白鳥神社の由来については、性空上人が960年ごろに霧島にやってきて、この地で修行。その折白鳥が現れて、ヤマトタケルの化身であることを告げたと言われます。性空上人はこの地に神社を創建し白鳥権現を奉ったということです。
 性空上人がこの地に来たいきさつは余りはっきりしませんが、一つには橘氏であった父の死後、母が日向出身だったこともあり、母と供にこの地に下ってきたとも考えられます。

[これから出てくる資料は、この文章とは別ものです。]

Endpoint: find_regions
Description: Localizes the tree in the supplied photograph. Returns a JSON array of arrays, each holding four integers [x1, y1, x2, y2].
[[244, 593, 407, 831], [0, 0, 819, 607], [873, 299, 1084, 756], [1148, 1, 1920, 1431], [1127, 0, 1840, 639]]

 また、古代よりこの地は、山岳信仰のメッカで、山岳信仰に通じていた性空がこの地に修行のためにやってきたとも考えられます。えびの市にある《クルソン》渓谷には、中国から帰ってきた栄西が、わさわざ訪ねてきていますので、この地域一帯の山岳信仰につながる宗教的バックグラウンドが強かったことは推測できます。
 この神社がヤマトタケルとつながりをもったのは、景行天皇とその息子ヤマトタケルが熊襲征伐にこの地にやってきた伝承があり、この点でヤマトタケルを祭神とした経緯があるかもしれません。
 祭神がヤマトタケルということで、昔から軍神の神社として奉られてきました。
1572年の島津氏と伊東氏との合戦《木崎原合戦》のおり、この白鳥神社の住持、光厳法印とその手下の者が大活躍しますが、それもこの神社と戦いとの因縁があるからです。当時の白鳥神社は神仏混合の状態で、おそらく戦国時代末期の僧侶たちに見られるように、寺院施設と言っても、実態は僧兵も多くいた事だろうと推測されます。
 光厳法印という人物は、いわば島津氏の軍事顧問です。近代のように職能が細分化されていない時代のことですから、軍事と政治と宗教と学問が一体化していたと考えていいと思います。軍事顧問といえば語弊がありますが、光厳法印なとば、そうした中世知識人の代表的な人物だったと思われます。


写真左は、日清戦争の時の戦艦が使用していた砲弾で、軍神の白鳥権現に奉納されているものです。重さ80数キロあり、ちなみに私は一人では持ち上げることは出来ませんでした。これを持ち上げることが出来れば神の加護が賜れると言うことです。